The latest figures from the Office of National Statistics revealed that the UK’s construction industry slowed down in August but said the downturn was “unlikely” to be Brexit-related.
July figures were revised upwards from a 1.0% drop to a rise of 0.5%. August’s figures, however, revealed a drop of 1.5%.
The figures come as a surprise as economists were predicting a rise of around 0.2%.
There were decreases seen in all new work and the repair and maintenances sectors of 1.4% and 1.5% respectively.
The biggest downturn, however, came from infrastructure output, which fell by 5.1%. In comparison, July’s saw a 6.1% rise in infrastructure.
Total new housing fell by 1.3% in comparison with the previous month, while decreases were seen in both public and private new housing of 2.1% and 1.2% respectively.

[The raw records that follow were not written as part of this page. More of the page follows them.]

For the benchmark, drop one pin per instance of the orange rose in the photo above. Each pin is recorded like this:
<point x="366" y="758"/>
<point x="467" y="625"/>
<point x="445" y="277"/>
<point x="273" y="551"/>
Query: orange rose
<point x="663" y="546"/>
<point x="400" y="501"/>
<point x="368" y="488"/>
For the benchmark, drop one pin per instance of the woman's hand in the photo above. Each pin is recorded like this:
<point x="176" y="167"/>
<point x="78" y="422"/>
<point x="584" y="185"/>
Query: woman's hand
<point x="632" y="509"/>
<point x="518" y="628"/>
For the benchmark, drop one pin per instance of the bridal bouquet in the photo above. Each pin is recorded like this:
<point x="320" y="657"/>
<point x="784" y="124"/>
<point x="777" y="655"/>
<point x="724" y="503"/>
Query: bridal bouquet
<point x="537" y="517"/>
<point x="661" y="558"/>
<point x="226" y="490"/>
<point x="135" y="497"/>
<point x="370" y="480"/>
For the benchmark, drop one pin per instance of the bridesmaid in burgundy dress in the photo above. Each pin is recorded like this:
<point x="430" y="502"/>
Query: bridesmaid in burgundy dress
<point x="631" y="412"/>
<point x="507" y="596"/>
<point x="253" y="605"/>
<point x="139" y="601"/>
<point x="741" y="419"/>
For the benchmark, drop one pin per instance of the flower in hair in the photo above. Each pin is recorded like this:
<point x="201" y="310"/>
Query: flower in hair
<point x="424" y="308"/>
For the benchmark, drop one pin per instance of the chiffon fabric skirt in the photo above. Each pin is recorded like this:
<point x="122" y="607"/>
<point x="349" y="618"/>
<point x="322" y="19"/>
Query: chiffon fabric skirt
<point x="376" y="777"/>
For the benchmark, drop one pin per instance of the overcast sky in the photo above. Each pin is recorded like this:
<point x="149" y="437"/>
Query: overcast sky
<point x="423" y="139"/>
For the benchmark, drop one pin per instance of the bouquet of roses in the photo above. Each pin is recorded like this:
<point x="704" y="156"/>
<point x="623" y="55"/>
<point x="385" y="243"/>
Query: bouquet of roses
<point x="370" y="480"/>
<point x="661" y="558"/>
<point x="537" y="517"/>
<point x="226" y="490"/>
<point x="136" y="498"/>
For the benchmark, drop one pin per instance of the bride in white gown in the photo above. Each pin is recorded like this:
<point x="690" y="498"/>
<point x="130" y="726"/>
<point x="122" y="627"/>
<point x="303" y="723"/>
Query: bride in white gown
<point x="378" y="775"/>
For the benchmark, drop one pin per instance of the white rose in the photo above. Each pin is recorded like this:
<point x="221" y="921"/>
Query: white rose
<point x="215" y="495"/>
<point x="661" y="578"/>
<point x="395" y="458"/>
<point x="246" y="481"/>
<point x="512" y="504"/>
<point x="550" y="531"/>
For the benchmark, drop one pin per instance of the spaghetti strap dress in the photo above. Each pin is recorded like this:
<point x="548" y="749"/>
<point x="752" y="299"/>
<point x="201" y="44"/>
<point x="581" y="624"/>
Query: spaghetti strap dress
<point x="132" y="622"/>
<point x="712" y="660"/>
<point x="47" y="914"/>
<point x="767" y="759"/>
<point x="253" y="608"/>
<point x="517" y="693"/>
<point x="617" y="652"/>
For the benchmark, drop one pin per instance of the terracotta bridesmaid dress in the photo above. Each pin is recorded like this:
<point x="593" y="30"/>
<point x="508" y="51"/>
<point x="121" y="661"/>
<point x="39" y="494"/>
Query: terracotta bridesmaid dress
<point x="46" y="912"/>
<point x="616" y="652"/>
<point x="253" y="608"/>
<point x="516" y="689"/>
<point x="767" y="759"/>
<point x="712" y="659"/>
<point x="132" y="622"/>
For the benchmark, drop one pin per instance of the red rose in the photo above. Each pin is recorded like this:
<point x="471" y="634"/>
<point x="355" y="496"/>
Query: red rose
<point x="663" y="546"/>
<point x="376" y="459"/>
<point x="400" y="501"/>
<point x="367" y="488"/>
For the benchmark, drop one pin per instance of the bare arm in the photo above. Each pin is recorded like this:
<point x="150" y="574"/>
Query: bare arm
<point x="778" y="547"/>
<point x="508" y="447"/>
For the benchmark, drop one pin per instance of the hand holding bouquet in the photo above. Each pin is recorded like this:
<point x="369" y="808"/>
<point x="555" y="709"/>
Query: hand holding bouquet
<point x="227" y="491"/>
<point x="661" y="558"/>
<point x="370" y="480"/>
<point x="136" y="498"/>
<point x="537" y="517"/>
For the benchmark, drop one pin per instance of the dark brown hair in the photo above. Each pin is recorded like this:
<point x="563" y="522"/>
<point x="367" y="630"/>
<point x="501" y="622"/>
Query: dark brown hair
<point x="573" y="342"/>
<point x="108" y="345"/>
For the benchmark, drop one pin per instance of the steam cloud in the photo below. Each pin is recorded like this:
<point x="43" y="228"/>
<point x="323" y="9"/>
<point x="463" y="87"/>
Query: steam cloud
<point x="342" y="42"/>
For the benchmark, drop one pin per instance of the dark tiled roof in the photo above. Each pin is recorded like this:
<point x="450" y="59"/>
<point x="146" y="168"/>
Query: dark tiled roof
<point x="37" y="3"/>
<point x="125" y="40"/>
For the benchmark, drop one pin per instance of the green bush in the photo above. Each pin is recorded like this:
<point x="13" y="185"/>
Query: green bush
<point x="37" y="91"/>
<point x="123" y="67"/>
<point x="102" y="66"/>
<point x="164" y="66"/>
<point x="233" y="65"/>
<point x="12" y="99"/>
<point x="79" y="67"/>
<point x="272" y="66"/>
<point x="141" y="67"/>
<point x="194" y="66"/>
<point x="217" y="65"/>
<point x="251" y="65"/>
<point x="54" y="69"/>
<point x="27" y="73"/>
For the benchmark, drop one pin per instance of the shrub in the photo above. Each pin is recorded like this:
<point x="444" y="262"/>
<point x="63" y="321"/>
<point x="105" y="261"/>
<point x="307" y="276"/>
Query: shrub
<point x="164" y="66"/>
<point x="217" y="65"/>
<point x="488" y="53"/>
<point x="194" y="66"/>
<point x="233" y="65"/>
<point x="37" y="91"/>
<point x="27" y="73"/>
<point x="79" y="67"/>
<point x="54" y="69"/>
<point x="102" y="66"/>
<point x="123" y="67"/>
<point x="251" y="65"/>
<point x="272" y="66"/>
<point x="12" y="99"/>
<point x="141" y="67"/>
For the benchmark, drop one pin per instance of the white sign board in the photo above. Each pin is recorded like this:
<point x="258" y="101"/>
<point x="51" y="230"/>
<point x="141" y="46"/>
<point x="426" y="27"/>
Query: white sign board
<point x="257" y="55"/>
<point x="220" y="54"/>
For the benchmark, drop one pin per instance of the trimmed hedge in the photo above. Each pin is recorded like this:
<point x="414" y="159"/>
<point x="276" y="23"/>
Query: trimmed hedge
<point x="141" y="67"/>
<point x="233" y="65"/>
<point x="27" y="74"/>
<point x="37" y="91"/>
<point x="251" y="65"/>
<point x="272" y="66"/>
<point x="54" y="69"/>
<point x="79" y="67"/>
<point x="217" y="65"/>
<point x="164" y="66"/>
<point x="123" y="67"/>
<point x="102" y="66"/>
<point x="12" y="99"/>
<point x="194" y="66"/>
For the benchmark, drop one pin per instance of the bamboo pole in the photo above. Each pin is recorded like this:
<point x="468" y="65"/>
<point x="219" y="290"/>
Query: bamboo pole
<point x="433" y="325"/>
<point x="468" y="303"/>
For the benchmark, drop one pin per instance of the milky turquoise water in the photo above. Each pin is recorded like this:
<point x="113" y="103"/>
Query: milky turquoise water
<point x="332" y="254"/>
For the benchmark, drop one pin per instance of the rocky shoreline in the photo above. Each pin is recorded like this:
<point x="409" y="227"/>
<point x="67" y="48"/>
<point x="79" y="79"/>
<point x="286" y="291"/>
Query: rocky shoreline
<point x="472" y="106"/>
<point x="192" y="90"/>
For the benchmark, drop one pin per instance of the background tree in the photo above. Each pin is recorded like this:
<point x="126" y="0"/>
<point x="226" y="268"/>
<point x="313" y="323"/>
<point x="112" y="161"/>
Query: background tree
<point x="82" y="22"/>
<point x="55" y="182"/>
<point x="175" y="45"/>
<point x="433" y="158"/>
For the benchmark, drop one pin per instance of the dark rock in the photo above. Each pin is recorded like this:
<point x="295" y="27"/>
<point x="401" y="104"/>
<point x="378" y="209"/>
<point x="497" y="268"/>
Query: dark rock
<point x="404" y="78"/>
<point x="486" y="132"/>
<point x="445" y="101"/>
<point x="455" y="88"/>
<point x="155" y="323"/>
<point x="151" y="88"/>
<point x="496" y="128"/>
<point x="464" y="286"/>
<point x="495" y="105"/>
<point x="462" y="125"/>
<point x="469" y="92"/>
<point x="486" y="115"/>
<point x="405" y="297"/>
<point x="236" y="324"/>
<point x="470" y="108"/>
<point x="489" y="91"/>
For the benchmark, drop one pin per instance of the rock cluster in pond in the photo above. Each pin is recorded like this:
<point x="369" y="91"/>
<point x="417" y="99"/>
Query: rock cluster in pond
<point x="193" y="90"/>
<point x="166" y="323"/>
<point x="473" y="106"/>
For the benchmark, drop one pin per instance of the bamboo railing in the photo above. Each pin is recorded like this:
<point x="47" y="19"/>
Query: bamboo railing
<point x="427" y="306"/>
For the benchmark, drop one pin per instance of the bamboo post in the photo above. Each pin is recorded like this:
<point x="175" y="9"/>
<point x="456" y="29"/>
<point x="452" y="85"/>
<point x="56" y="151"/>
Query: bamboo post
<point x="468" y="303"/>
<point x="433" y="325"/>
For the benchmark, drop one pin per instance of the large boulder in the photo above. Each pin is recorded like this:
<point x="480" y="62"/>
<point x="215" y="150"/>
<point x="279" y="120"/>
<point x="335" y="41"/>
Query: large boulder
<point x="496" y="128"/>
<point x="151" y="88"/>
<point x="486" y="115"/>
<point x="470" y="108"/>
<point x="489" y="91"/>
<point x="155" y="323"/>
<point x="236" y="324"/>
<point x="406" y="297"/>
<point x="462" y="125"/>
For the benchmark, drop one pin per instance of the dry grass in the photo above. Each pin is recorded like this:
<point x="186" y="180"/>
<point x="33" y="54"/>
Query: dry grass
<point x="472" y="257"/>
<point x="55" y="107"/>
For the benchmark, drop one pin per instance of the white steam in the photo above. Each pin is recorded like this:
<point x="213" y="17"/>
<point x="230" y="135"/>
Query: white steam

Compared with the same period last year, there was a rise of 7.9% in total new housing – the ninth consecutive period of year-on-year growth. There was an increase of 9.4% in private new housing, which was offset slightly by a fall of 0.8% in public new housing.

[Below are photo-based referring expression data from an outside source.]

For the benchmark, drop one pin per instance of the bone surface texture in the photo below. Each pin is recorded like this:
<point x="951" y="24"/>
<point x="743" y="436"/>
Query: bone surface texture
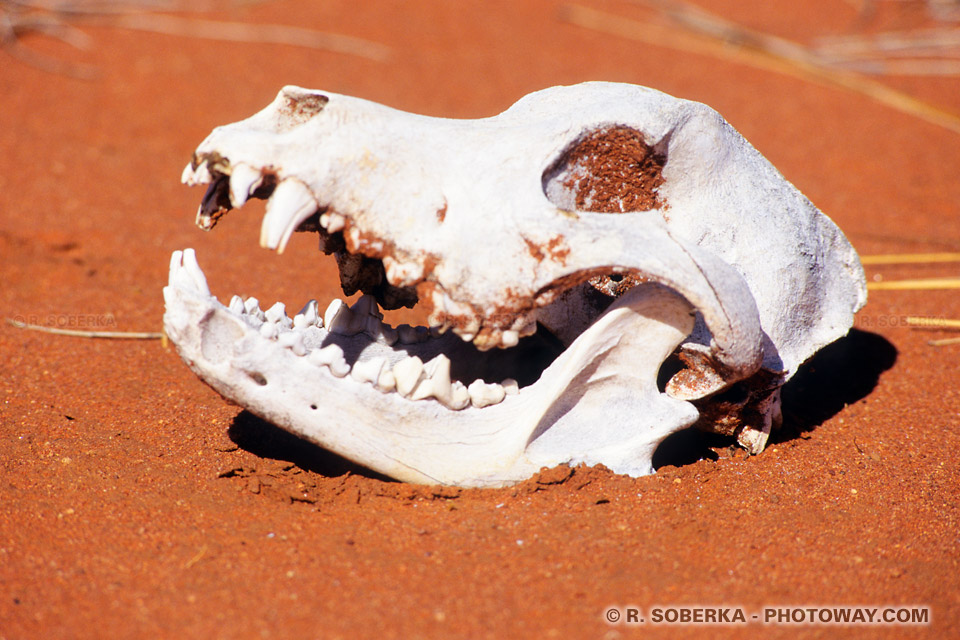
<point x="602" y="265"/>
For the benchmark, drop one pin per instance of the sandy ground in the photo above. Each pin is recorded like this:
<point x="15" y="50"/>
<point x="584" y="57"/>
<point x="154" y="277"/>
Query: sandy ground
<point x="136" y="503"/>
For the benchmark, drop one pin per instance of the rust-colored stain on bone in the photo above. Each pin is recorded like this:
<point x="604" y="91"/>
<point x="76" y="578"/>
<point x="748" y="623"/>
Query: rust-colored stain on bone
<point x="299" y="109"/>
<point x="617" y="171"/>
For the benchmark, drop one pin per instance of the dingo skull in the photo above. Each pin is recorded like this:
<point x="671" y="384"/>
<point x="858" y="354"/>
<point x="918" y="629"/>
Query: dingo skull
<point x="613" y="264"/>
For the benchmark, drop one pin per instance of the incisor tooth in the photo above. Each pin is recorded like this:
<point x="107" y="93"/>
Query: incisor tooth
<point x="484" y="395"/>
<point x="290" y="204"/>
<point x="407" y="373"/>
<point x="333" y="222"/>
<point x="244" y="180"/>
<point x="236" y="305"/>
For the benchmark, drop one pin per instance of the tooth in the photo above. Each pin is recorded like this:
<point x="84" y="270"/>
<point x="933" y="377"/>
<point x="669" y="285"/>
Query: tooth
<point x="269" y="330"/>
<point x="307" y="317"/>
<point x="366" y="305"/>
<point x="276" y="313"/>
<point x="437" y="385"/>
<point x="333" y="222"/>
<point x="192" y="177"/>
<point x="339" y="319"/>
<point x="387" y="381"/>
<point x="290" y="204"/>
<point x="412" y="335"/>
<point x="509" y="338"/>
<point x="292" y="340"/>
<point x="407" y="373"/>
<point x="244" y="180"/>
<point x="484" y="395"/>
<point x="214" y="204"/>
<point x="189" y="275"/>
<point x="383" y="332"/>
<point x="236" y="305"/>
<point x="252" y="306"/>
<point x="368" y="370"/>
<point x="331" y="356"/>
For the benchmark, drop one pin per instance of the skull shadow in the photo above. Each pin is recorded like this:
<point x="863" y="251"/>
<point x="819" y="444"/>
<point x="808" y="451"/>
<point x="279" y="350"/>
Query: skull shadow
<point x="836" y="376"/>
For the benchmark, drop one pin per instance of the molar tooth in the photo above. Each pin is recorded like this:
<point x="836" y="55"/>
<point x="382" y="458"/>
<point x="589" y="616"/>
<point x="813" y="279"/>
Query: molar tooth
<point x="407" y="373"/>
<point x="292" y="340"/>
<point x="252" y="307"/>
<point x="236" y="305"/>
<point x="333" y="222"/>
<point x="387" y="381"/>
<point x="366" y="305"/>
<point x="331" y="356"/>
<point x="244" y="180"/>
<point x="484" y="395"/>
<point x="276" y="313"/>
<point x="269" y="330"/>
<point x="437" y="384"/>
<point x="339" y="319"/>
<point x="307" y="317"/>
<point x="290" y="204"/>
<point x="368" y="370"/>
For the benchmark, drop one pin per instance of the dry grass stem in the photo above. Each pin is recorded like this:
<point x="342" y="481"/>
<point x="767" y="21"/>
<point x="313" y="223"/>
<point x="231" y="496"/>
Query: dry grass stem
<point x="910" y="258"/>
<point x="915" y="285"/>
<point x="695" y="31"/>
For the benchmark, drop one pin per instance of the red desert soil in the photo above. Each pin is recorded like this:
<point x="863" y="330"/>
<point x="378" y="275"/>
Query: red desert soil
<point x="136" y="503"/>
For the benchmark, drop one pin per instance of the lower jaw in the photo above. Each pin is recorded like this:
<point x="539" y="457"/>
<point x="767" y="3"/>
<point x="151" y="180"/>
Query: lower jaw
<point x="350" y="386"/>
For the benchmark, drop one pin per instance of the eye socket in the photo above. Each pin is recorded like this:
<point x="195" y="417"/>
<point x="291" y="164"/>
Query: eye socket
<point x="608" y="170"/>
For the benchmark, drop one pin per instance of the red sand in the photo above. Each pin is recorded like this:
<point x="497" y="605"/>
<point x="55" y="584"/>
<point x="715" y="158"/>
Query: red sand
<point x="135" y="502"/>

The underlying pattern when comparing this three-month period to the previous three months showed construction industry output decreased by 1.3%.
Year-on-year movement showed that there was an increase of 0.2% when compared with August 2015. New work increased by 1.1%, while repair and maintenance fell by 1.3%.
Office for National Statistics statistician, Kate Davies said the slowdown was not linked to any concerns the industry as a whole might be having about Brexit. She commented: Construction output has fallen back quite sharply in recent months and contracted by 1.5% in August. As the fall this month is led by infrastructure, it seems unlikely that post-referendum uncertainties are having an impact.”